Marina Tsvetaeva, 2 Untitled Poems
Translated from the Russian by Ekaterina Rogalsky
I do not think, or argue, or complain.
I long for neither sun, nor moon, nor sea.
I do not feel the heat amidst these walls,
Nor garden’s green,
Nor do I long for your desired gift,
Neither the morning gladdens nor the trolley’s
I live, forgetting date and age
And daylight sun.
I am – a dancer on a tightrope slashed
I am – a shadow’s shadow: lunatic
Of two dark moons.
They fly – quick-wrought and quickly written,
Still hot from all the bitterness and bliss.
My moment, hour, day, year, lifetime – smitten,
Twixt love and love lie on the crucifix.
And I hear word of thunderstorms a-rising;
Spears, Amazonian, again flash through the sky…

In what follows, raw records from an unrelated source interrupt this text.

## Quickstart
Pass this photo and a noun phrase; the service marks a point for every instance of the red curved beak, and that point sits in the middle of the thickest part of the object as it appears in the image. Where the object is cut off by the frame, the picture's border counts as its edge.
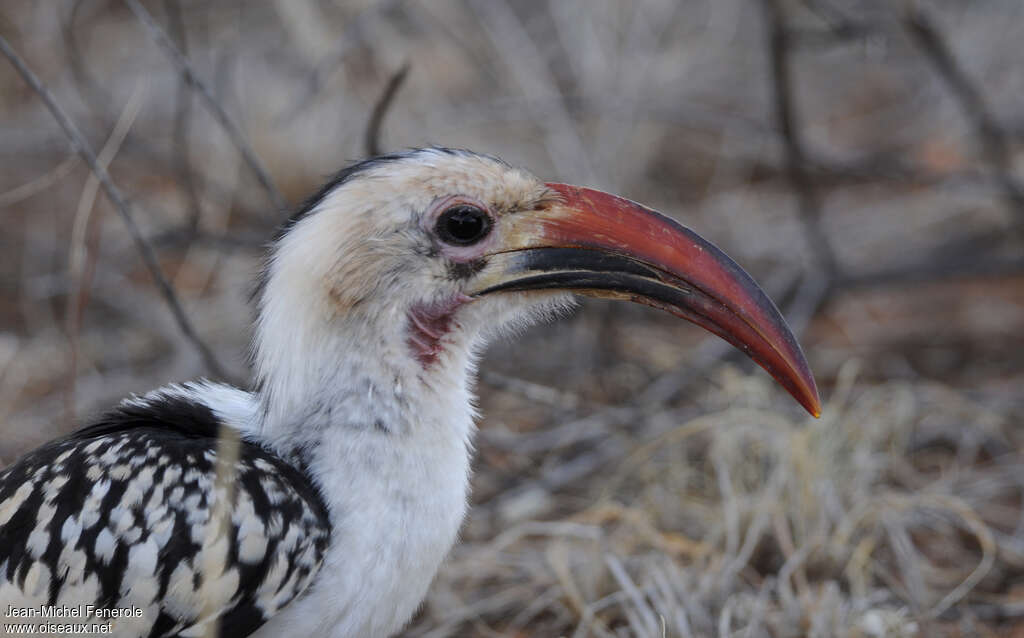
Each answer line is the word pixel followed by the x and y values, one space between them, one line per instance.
pixel 601 245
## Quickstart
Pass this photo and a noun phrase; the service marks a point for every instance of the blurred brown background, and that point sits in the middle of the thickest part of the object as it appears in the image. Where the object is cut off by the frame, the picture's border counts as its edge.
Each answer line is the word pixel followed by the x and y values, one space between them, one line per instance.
pixel 861 159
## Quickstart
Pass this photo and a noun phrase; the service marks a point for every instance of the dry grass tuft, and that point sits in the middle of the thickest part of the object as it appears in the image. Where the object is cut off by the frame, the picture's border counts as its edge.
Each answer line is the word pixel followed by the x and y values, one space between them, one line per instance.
pixel 895 514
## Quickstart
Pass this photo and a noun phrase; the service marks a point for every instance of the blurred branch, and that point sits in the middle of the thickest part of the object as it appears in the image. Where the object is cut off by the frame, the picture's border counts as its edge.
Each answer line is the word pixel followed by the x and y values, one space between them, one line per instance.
pixel 990 133
pixel 82 256
pixel 779 51
pixel 332 61
pixel 89 88
pixel 187 73
pixel 26 190
pixel 373 136
pixel 839 28
pixel 81 145
pixel 182 120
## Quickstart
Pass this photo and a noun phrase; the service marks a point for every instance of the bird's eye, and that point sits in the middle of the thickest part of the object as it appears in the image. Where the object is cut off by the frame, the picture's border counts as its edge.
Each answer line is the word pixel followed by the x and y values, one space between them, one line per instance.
pixel 463 224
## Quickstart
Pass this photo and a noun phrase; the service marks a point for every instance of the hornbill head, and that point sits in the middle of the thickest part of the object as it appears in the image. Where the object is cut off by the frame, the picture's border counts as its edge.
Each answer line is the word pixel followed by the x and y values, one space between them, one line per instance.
pixel 436 247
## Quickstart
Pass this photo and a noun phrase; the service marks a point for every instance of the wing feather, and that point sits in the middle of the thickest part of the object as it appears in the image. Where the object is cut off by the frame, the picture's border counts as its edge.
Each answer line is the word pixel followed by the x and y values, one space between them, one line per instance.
pixel 154 508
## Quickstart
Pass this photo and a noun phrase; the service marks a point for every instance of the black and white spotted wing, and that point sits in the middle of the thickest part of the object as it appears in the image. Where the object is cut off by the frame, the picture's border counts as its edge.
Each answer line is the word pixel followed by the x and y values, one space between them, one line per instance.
pixel 130 513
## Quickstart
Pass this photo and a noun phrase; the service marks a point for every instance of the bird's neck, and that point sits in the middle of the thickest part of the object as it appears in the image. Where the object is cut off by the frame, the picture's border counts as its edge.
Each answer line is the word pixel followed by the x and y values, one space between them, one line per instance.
pixel 320 376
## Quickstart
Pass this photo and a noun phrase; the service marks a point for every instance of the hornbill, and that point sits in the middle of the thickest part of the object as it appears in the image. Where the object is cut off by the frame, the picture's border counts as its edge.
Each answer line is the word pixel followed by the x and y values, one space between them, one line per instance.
pixel 347 481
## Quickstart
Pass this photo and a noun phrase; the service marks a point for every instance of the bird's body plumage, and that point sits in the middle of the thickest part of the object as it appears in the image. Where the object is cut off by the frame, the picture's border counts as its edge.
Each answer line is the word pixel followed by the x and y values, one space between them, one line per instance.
pixel 323 502
pixel 117 516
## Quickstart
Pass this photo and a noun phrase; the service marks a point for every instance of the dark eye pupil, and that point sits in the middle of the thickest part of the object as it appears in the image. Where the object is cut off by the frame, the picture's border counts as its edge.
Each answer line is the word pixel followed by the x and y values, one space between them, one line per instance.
pixel 463 224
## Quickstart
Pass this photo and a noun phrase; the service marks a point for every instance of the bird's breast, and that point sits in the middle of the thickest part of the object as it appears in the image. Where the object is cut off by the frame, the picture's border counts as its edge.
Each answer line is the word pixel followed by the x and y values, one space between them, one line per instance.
pixel 396 503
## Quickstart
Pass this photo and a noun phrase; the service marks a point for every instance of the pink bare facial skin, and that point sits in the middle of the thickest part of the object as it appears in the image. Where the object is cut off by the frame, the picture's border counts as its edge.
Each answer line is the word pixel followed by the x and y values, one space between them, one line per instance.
pixel 430 322
pixel 428 325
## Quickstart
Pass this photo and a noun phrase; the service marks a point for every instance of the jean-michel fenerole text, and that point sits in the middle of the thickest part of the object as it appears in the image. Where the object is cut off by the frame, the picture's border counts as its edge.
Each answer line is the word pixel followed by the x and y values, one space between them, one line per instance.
pixel 72 611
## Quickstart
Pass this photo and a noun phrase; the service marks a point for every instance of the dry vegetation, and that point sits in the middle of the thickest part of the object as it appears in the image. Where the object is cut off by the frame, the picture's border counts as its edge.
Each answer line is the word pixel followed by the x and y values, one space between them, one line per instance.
pixel 861 158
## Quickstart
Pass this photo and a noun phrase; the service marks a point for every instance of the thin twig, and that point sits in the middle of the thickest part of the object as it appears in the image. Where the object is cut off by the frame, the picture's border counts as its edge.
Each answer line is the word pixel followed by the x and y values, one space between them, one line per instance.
pixel 779 49
pixel 81 145
pixel 373 136
pixel 188 74
pixel 990 133
pixel 82 256
pixel 182 120
pixel 43 182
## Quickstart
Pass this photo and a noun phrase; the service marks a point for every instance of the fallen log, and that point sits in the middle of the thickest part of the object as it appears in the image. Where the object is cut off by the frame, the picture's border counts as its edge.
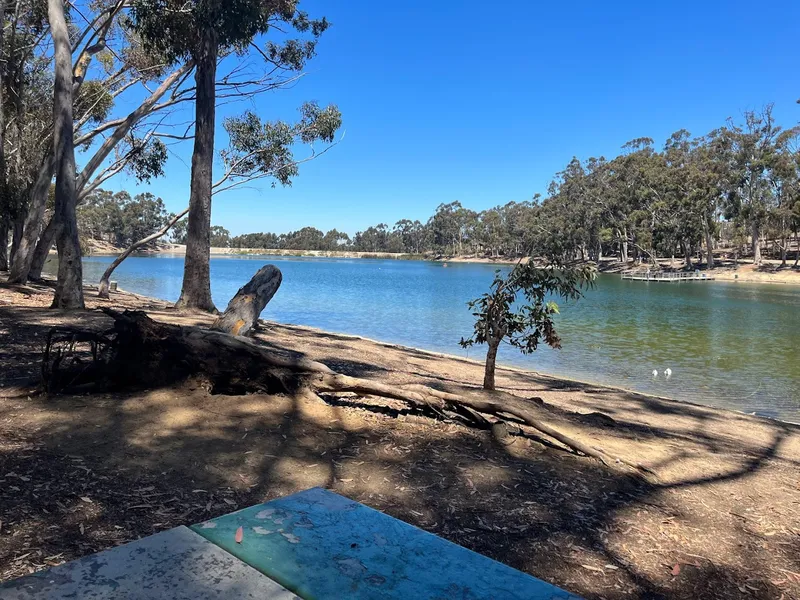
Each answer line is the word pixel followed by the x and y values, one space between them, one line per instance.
pixel 145 353
pixel 245 307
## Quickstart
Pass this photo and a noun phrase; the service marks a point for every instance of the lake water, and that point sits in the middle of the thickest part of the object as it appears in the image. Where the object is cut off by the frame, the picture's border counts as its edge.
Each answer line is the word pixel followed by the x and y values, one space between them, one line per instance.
pixel 732 345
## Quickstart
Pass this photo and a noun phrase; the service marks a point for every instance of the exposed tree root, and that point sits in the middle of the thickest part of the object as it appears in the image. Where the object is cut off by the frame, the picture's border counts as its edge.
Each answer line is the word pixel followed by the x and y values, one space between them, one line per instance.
pixel 146 353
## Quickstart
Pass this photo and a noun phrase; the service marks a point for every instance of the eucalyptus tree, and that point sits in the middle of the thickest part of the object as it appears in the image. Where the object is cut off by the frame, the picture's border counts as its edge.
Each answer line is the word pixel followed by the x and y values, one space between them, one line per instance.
pixel 121 65
pixel 201 31
pixel 256 150
pixel 752 153
pixel 69 287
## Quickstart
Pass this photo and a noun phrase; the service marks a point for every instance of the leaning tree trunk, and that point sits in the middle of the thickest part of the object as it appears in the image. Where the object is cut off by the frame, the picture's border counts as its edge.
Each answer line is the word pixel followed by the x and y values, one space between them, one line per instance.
pixel 709 246
pixel 756 244
pixel 69 287
pixel 796 248
pixel 42 251
pixel 3 243
pixel 245 307
pixel 105 280
pixel 19 223
pixel 143 353
pixel 5 221
pixel 491 363
pixel 23 257
pixel 196 289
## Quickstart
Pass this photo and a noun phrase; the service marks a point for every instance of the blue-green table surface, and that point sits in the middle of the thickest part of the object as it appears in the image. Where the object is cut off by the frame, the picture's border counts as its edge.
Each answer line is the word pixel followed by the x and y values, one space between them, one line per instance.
pixel 323 546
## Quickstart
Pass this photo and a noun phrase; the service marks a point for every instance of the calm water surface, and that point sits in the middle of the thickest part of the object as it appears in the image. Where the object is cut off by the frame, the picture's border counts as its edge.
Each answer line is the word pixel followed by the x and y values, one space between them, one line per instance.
pixel 730 345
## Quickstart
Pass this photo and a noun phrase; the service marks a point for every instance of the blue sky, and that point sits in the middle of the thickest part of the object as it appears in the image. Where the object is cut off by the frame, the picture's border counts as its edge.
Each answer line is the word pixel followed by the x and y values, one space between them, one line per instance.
pixel 483 103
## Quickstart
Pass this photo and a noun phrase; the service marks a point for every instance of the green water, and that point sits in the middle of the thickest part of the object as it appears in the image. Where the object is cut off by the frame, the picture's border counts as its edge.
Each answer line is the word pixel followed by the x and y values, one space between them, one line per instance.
pixel 732 345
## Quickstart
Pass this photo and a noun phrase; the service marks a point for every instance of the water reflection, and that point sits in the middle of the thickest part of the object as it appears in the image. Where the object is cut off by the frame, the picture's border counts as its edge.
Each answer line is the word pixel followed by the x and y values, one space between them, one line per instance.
pixel 728 344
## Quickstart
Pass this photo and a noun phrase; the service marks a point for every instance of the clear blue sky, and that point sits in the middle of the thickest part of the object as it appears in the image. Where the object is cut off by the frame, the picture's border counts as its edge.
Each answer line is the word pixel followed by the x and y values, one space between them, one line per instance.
pixel 483 103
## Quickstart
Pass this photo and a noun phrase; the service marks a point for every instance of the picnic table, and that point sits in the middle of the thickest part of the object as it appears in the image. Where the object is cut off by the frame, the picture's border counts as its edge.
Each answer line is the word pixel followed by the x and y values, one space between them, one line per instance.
pixel 311 545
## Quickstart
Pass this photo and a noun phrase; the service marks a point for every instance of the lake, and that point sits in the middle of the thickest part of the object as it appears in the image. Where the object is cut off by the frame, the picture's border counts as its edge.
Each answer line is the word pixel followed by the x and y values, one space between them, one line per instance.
pixel 732 345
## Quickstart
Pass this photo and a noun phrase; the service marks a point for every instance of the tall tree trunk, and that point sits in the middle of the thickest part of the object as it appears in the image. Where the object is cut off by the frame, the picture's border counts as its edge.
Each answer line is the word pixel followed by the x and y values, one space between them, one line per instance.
pixel 709 244
pixel 687 254
pixel 624 244
pixel 23 257
pixel 756 244
pixel 491 362
pixel 42 251
pixel 5 208
pixel 196 290
pixel 19 224
pixel 69 287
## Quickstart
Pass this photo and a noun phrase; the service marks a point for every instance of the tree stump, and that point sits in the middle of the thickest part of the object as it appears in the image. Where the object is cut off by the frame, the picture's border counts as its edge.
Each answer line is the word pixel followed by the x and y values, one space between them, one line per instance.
pixel 245 307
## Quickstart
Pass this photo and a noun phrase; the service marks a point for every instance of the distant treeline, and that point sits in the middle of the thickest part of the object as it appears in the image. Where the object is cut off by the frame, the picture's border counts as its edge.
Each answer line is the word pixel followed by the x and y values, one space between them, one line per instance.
pixel 738 185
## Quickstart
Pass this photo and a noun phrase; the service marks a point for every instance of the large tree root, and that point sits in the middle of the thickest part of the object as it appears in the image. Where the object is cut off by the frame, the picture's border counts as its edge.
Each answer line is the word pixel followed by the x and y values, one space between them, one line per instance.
pixel 145 353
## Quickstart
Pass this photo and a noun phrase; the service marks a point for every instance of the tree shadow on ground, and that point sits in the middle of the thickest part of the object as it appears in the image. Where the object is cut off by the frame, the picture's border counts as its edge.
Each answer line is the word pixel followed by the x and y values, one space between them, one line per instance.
pixel 79 474
pixel 89 473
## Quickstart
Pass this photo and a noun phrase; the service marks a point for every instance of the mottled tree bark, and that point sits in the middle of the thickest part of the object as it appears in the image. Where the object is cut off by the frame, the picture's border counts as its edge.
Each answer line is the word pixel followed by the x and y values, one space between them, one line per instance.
pixel 709 245
pixel 69 287
pixel 756 243
pixel 3 243
pixel 245 307
pixel 16 232
pixel 23 257
pixel 4 212
pixel 42 251
pixel 196 289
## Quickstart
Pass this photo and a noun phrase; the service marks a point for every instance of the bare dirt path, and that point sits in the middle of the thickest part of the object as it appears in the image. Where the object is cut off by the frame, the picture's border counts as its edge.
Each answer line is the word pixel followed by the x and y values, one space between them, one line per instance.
pixel 80 474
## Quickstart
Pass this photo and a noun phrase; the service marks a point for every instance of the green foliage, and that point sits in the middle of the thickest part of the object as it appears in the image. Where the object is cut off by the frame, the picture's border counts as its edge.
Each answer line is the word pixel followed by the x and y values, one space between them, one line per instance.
pixel 220 237
pixel 146 158
pixel 118 219
pixel 95 101
pixel 518 309
pixel 264 149
pixel 173 28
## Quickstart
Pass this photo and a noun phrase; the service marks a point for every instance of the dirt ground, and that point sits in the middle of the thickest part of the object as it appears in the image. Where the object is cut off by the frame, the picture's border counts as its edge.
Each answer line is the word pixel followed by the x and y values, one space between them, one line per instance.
pixel 79 474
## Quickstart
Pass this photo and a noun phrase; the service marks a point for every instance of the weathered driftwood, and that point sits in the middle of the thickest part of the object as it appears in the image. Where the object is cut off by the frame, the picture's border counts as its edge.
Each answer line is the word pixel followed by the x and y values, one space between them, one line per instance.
pixel 245 307
pixel 146 353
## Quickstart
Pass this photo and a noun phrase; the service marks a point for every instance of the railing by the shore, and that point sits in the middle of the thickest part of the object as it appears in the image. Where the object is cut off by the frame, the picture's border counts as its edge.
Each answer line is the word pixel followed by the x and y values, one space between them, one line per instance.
pixel 666 277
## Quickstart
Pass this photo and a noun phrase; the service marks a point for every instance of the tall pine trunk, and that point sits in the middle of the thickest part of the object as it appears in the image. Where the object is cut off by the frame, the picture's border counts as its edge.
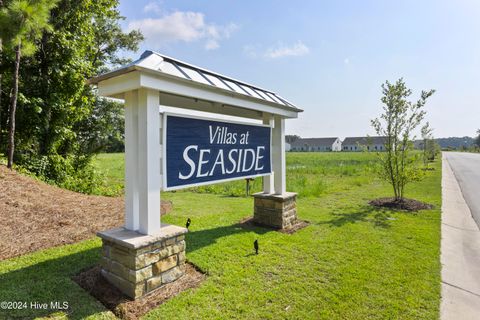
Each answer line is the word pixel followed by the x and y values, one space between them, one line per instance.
pixel 13 107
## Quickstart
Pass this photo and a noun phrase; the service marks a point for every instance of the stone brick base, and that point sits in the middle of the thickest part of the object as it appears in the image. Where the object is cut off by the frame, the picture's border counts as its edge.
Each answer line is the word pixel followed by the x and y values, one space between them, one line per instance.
pixel 137 264
pixel 277 211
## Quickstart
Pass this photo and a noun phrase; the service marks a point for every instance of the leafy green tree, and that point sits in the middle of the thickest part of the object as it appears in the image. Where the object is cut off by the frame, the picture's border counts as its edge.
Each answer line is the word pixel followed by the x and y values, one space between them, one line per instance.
pixel 22 23
pixel 427 137
pixel 398 121
pixel 477 139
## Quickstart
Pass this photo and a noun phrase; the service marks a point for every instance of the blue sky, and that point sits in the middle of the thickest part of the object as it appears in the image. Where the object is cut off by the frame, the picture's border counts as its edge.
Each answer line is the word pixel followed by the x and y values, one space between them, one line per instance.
pixel 330 57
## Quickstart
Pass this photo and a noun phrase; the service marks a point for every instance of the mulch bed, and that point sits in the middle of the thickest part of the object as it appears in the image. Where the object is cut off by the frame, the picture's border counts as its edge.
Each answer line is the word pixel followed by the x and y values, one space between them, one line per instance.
pixel 404 204
pixel 35 215
pixel 248 223
pixel 123 307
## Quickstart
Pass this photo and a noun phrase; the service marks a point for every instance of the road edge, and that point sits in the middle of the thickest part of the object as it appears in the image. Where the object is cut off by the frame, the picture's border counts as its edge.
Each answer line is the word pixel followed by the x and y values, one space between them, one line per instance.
pixel 460 252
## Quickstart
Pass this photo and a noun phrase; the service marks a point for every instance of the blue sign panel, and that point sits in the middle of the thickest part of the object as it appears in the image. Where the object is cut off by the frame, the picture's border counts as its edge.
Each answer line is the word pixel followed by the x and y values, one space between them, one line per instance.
pixel 199 151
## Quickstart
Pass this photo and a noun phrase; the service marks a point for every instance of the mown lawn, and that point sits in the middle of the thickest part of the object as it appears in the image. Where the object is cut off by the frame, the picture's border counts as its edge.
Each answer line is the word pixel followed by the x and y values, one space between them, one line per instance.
pixel 352 262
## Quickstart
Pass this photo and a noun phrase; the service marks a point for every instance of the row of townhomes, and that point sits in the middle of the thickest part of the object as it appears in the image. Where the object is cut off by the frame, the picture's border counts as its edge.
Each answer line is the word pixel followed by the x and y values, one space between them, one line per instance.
pixel 335 144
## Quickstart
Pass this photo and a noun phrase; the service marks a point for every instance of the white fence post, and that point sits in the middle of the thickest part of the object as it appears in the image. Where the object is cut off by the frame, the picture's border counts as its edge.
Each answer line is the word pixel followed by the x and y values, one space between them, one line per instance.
pixel 149 160
pixel 131 154
pixel 278 155
pixel 268 180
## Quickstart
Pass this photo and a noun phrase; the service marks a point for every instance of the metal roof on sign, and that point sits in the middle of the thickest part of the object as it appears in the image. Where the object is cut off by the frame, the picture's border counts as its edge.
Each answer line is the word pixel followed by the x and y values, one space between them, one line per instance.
pixel 157 62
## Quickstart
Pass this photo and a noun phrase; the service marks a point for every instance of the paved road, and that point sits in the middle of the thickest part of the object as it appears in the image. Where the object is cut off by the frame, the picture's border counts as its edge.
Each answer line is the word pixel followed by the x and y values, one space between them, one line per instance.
pixel 460 246
pixel 466 167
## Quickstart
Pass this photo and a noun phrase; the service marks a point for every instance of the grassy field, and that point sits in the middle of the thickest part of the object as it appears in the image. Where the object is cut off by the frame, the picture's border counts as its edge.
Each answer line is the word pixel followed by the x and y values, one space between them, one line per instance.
pixel 353 262
pixel 310 175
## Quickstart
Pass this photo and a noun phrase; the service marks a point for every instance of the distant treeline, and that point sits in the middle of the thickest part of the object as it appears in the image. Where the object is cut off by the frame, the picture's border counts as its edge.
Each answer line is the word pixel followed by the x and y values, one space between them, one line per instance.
pixel 455 142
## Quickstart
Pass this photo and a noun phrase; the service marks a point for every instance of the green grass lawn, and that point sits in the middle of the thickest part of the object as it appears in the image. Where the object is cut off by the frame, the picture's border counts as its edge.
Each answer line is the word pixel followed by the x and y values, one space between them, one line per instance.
pixel 352 262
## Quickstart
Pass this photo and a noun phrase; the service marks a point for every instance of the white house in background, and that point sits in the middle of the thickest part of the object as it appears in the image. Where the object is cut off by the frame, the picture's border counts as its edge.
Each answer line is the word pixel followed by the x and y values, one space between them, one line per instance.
pixel 364 144
pixel 317 144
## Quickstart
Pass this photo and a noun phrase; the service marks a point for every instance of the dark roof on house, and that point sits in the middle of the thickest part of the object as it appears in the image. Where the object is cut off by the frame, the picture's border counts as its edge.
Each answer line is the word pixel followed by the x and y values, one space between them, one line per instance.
pixel 364 140
pixel 327 142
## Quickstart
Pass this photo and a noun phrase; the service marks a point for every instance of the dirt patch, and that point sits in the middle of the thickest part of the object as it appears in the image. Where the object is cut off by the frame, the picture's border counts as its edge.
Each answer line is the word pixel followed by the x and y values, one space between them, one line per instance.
pixel 248 223
pixel 404 204
pixel 123 307
pixel 36 215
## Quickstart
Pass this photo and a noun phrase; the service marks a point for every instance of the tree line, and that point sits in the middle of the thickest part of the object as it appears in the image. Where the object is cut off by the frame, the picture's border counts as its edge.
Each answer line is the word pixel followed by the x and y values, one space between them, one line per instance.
pixel 51 121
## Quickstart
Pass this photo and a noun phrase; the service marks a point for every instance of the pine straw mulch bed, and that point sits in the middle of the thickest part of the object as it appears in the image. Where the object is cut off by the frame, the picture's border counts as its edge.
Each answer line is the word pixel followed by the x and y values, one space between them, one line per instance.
pixel 35 215
pixel 248 223
pixel 403 204
pixel 123 307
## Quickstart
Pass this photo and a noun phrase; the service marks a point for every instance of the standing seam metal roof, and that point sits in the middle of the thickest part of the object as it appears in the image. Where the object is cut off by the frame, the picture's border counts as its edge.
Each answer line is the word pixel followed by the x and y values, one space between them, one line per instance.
pixel 173 67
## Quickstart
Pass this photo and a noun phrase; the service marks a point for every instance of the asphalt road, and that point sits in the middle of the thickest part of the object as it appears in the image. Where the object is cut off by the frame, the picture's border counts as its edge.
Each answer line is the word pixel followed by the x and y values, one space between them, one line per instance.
pixel 466 167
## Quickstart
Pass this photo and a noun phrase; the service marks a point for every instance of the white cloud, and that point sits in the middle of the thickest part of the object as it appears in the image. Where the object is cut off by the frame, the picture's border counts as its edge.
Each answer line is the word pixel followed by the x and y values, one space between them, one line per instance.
pixel 154 7
pixel 280 51
pixel 250 51
pixel 184 26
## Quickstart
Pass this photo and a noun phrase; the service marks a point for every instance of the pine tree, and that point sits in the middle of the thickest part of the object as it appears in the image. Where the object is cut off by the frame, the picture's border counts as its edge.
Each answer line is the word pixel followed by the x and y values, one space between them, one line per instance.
pixel 21 23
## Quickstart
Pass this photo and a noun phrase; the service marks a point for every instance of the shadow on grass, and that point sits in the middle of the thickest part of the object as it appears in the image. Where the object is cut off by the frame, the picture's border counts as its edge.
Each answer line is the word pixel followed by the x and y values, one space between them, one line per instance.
pixel 380 217
pixel 202 238
pixel 50 282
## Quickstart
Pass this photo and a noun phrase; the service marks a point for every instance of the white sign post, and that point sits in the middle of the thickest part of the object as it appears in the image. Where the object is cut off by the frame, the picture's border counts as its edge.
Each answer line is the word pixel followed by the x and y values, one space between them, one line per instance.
pixel 145 254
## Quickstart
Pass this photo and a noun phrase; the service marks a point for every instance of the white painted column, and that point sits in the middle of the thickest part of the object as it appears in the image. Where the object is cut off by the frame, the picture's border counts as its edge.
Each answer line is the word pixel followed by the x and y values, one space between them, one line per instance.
pixel 149 161
pixel 131 154
pixel 278 155
pixel 268 180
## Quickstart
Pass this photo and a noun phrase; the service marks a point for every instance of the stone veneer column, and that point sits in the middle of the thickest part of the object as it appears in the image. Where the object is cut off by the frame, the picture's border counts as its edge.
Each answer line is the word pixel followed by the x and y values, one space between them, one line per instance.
pixel 273 210
pixel 137 264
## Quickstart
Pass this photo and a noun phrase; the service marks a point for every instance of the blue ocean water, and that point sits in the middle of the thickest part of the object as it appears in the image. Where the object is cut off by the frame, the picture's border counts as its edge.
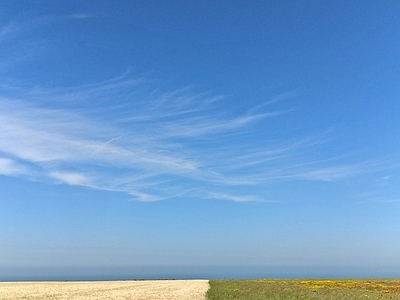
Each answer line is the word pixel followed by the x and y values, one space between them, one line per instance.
pixel 188 272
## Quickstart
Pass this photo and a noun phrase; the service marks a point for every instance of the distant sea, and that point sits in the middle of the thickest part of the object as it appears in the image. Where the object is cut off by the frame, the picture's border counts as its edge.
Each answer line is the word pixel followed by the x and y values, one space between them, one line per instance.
pixel 189 272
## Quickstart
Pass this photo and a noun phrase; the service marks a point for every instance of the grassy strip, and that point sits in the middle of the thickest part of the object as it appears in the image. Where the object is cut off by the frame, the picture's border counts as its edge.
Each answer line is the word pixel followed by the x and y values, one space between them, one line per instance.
pixel 304 289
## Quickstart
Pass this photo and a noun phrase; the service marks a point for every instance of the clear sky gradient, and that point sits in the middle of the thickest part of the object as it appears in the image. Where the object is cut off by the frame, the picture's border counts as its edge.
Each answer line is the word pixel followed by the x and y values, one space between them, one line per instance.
pixel 199 138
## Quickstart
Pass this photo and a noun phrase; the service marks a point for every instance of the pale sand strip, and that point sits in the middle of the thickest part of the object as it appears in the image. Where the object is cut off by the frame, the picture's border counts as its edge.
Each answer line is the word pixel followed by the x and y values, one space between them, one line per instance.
pixel 137 290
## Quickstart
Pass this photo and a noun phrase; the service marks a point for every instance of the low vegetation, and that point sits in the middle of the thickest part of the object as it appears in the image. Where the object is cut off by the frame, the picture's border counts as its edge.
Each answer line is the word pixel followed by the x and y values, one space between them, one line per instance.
pixel 304 289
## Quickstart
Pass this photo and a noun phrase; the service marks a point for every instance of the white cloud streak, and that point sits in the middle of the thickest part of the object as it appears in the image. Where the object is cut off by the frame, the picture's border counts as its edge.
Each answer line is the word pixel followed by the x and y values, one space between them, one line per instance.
pixel 153 147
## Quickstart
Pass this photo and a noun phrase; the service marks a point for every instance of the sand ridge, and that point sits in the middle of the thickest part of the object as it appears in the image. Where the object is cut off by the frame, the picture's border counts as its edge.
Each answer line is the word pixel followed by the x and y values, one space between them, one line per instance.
pixel 137 290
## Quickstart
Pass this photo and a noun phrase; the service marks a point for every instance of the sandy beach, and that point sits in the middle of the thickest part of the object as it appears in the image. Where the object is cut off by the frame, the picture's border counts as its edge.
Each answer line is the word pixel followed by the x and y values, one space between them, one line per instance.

Yet cannot hold my pen back! These two roses
Have sucked my heart’s blood dry.
• • •
Marina Tsvetaeva (1892-1941) is considered to be one of the most original 20th Century Russian poets. Her extremely eccentric personality and difficult character found release in her poetry writing. Tsvetaeva’s perfect control of language is one of the key elements of her poetry, as are the striking images her short, full-throated poems practically overflow with. Themes of love, female sexuality and the private, many times inexpressible (though not by Tsvetaeva) emotions of the feminine mind and heart rise to dizzying heights of tenderness and then plummet down into the blackest forms of despair a never-ending rollercoaster ride of insight and emotion. But it is the rhythm and cadence of Tsvetaeva’s language that makes her poetry truly unique – changing pace and musicality to match her images and her meaning, Tsvetaeva’s fluid, “ring-singing” lines reflect the depth, accuracy and emotional capacity of the Russian language, which presents quite a challenge for translation, as the meaning of her poetry is intertwined with its musicality to form a single organism, which is lost to the reader when one of these components is left out. At times soft and lilting, like a trilling folksong, at others – short and breathless, as though ripped from the heart, Tsvetaeva’s rhythms incarnate the vast boundlessness of her homeland. Tsvetaeva did not accept the 1917 Revolution and thus emmigrated to avoid persecution, spending an emotionally and financially devastating 17 years in exile. Her return to Soviet Russia in 1939 was a forced flight of evacuation following the Nazi invasion, and her suicide coupled with her exile made her a prohibited poet for most of her life. Only in the 1960s was her work was brought back into the literary sphere.